Was this really happening? Was the world’s most charming and exciting man only steps behind her as they headed down a narrow hallway toward the darkroom?

She led the way inside, where the sharp scent of silver nitrate was ever-present in the air. She pulled the heavy drape away from the only window to let daylight into the room.

“This is where all the magic happens,” she said. The room wasn’t much bigger than a closet, with a worktable mounted against a wall and shelves laden with jugs of chemicals. She watched him scan the room, noting the bathing trays, the glass plates, the wooden frames, and stacks of mounting paper. Taking pictures was easy. It was developing them that was the challenge.

“I was planning to enlarge pictures today,” she said. “My camera only takes small photographs, but the government needs them to be at least eight-by-eleven inches, so we use an enlarging box to make them bigger.”

“Don’t let me interfere,” Luke said. “Do exactly what you would do on any other day. Pretend I’m not here.”

“As if that would be possible,” she quipped as she took a stack of small photographs from her satchel. She kept the negatives in a tin box but would only enlarge the best of them because paper and developing solution were expensive. “Here,” she said, handing Luke the stack. “Have a look and tell me which you think I should enlarge.”

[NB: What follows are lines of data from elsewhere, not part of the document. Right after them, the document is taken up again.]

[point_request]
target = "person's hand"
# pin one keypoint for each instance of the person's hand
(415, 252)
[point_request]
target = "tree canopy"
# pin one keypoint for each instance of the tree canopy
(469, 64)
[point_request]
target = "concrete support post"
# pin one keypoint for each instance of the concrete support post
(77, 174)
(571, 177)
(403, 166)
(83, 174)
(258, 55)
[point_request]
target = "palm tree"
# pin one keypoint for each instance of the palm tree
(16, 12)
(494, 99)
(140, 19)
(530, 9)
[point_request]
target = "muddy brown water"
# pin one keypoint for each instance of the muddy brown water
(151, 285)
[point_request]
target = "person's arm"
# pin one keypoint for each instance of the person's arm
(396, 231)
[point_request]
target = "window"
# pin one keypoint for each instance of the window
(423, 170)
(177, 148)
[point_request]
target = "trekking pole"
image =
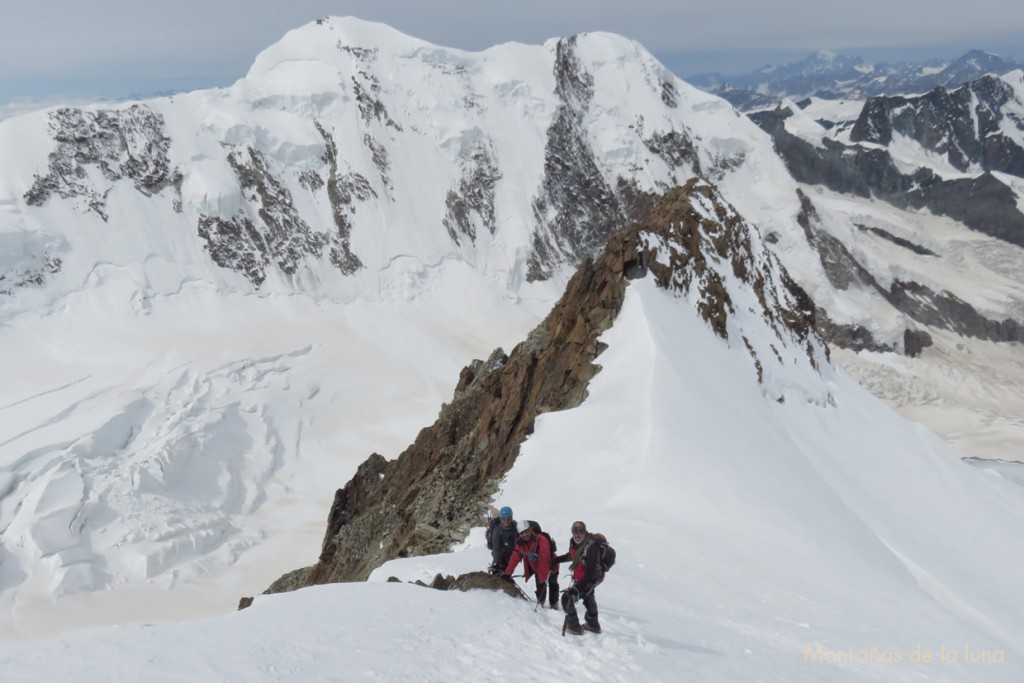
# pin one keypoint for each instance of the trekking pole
(521, 592)
(565, 622)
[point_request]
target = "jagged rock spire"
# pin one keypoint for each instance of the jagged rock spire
(693, 245)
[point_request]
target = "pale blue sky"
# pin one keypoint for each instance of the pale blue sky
(107, 48)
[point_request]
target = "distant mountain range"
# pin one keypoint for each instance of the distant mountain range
(835, 77)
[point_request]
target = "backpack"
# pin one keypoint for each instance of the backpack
(489, 532)
(551, 542)
(607, 552)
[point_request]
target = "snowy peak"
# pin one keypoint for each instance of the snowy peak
(349, 143)
(699, 247)
(839, 77)
(976, 127)
(694, 246)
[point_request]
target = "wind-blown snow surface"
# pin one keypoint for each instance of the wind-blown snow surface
(163, 417)
(171, 434)
(818, 539)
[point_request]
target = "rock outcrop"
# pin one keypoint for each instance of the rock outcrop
(693, 245)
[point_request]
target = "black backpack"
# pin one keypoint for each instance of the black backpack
(551, 542)
(488, 534)
(607, 553)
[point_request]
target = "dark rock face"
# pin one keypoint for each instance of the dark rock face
(838, 77)
(273, 232)
(125, 143)
(33, 274)
(472, 201)
(437, 488)
(343, 189)
(963, 125)
(943, 310)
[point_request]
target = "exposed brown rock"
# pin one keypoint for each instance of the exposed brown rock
(436, 489)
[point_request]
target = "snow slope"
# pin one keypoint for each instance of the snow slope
(174, 404)
(171, 431)
(800, 541)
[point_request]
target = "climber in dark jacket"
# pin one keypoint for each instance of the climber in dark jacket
(585, 561)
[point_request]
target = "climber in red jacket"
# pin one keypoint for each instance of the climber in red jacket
(535, 550)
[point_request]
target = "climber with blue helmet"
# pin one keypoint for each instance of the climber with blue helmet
(501, 537)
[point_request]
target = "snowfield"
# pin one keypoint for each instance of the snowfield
(802, 541)
(172, 431)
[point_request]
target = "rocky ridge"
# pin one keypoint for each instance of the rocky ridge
(970, 127)
(694, 245)
(842, 77)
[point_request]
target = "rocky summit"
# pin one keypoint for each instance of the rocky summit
(694, 246)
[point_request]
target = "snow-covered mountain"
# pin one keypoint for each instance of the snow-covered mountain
(194, 284)
(217, 304)
(773, 520)
(952, 158)
(842, 77)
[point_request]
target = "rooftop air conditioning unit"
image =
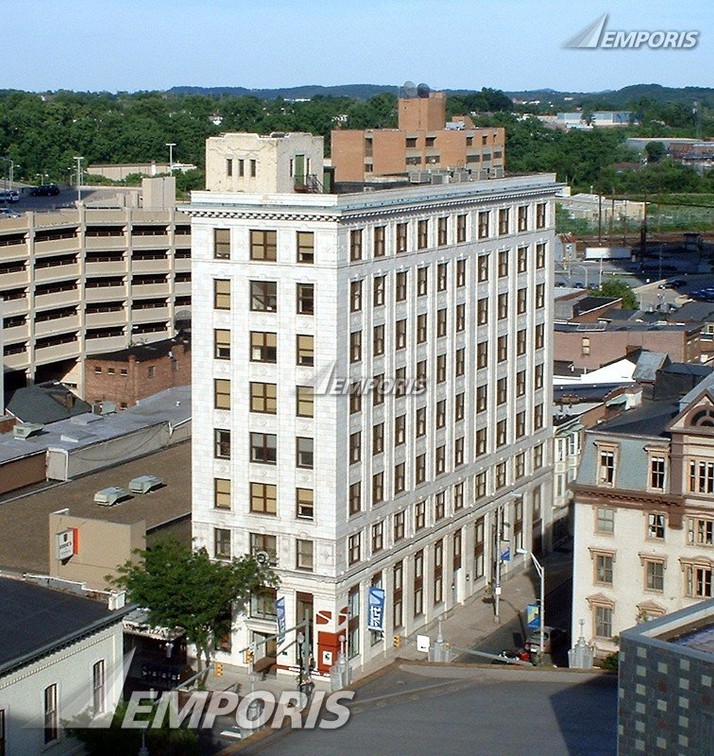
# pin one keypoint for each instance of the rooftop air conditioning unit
(25, 430)
(145, 483)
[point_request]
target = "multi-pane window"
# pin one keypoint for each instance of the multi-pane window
(606, 467)
(655, 526)
(304, 452)
(222, 444)
(657, 471)
(305, 350)
(401, 237)
(399, 521)
(378, 290)
(221, 543)
(605, 520)
(263, 296)
(603, 569)
(378, 340)
(221, 344)
(422, 281)
(377, 536)
(305, 296)
(354, 548)
(304, 555)
(221, 393)
(222, 243)
(263, 498)
(422, 234)
(305, 401)
(355, 296)
(355, 498)
(379, 241)
(356, 346)
(305, 247)
(460, 228)
(654, 575)
(263, 448)
(603, 621)
(503, 221)
(483, 217)
(221, 294)
(264, 245)
(356, 244)
(263, 347)
(264, 398)
(400, 290)
(221, 493)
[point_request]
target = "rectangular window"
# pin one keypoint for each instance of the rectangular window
(221, 243)
(304, 555)
(98, 688)
(304, 452)
(401, 238)
(305, 350)
(264, 245)
(222, 444)
(51, 729)
(263, 498)
(221, 493)
(264, 296)
(378, 290)
(221, 344)
(263, 448)
(603, 569)
(264, 398)
(379, 239)
(355, 296)
(221, 294)
(356, 244)
(221, 543)
(305, 401)
(400, 291)
(305, 299)
(221, 393)
(306, 247)
(460, 228)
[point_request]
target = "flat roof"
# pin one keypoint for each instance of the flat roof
(36, 621)
(24, 521)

“I’d rather sit here and watch you work. You’re more interesting than”—he glanced at the top picture—“a photograph of the US Capitol. I see it every day. You, on the other hand, are a living piece of art. A Gibson Girl. A Fragonard milkmaid. A Botticelli nymph.”

“I’m not a Botticelli.”

“No? Botticelli’s women are beautiful.”

“They’re naked.”

His smile was pure mischief. “Not all of them.”

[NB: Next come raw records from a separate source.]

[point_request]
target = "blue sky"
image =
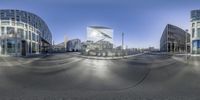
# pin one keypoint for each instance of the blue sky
(142, 21)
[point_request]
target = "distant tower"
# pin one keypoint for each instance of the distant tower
(65, 42)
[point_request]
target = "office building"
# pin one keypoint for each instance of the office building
(74, 45)
(23, 33)
(173, 40)
(195, 32)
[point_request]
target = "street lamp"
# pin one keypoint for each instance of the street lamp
(122, 43)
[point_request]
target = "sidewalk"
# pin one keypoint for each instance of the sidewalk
(192, 60)
(109, 58)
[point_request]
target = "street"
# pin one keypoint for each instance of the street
(71, 77)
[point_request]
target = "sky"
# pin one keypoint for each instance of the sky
(142, 21)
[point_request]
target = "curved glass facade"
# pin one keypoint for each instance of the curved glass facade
(23, 33)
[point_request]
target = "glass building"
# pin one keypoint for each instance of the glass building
(195, 31)
(173, 40)
(23, 33)
(99, 33)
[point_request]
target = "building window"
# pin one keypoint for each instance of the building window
(5, 22)
(33, 37)
(198, 32)
(193, 24)
(11, 46)
(29, 45)
(26, 34)
(2, 30)
(193, 30)
(20, 32)
(10, 30)
(29, 35)
(198, 23)
(33, 48)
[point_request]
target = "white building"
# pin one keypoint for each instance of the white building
(23, 33)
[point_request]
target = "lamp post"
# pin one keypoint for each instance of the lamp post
(122, 43)
(186, 46)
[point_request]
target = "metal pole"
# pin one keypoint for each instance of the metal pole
(186, 47)
(122, 43)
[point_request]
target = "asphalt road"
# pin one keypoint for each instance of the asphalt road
(70, 77)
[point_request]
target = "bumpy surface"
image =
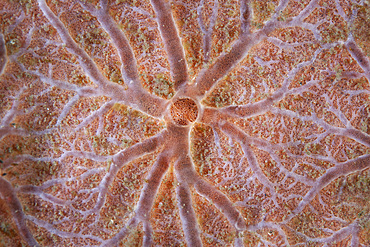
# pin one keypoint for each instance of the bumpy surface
(184, 111)
(279, 154)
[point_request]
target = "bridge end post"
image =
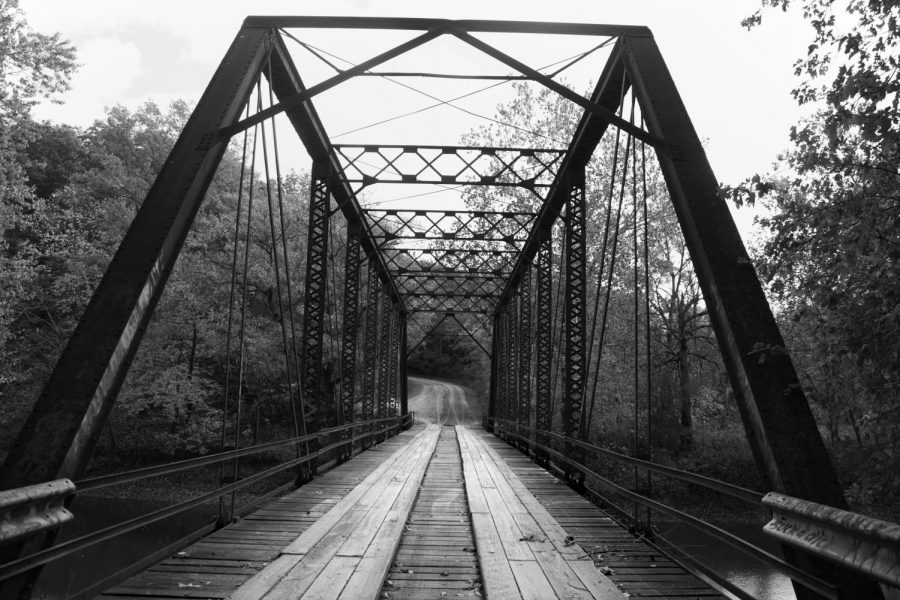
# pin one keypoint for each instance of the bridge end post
(779, 423)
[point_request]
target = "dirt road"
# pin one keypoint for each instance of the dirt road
(443, 403)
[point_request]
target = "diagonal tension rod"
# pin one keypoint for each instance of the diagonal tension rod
(598, 111)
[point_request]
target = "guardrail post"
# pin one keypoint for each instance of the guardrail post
(780, 427)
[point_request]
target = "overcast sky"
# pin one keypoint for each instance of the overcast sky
(735, 83)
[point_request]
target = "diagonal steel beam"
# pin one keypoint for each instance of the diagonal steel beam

“Most are. Look at those photographs of the Capitol and tell me which you think I should enlarge.”

She watched his expression as he studied them. He moved through the photographs quickly, but the narrowing of his eyes indicated complete concentration.

Then he froze, his expression shocked. “You took this?” he said, his voice aghast as he showed her a photograph of the Capitol dome.

“I did.”

“You had to be crawling on the dome to get this shot!”

“I was.”

“Are you insane?”

She fought not to laugh. “No. And I’m proud of that photograph. I had to work hard for it.”

“You had to risk your neck for it. How did you get up there?”

In truth, it had been rather daunting, but her father had pulled strings to get her access, and he was with her the whole way. The dome was eighteen stories high, and she climbed a series of interior spiral and zigzag staircases to get most of the way up. Things didn’t get truly frightening until she climbed higher, where interior metal trusses supported the weight of the dome. It gave her a claustrophobic feeling, and the windowless space made her feel like she was in the hull of a ship, completely surrounded by trusses peppered with bolts the size of her forearm to hold up the concrete dome.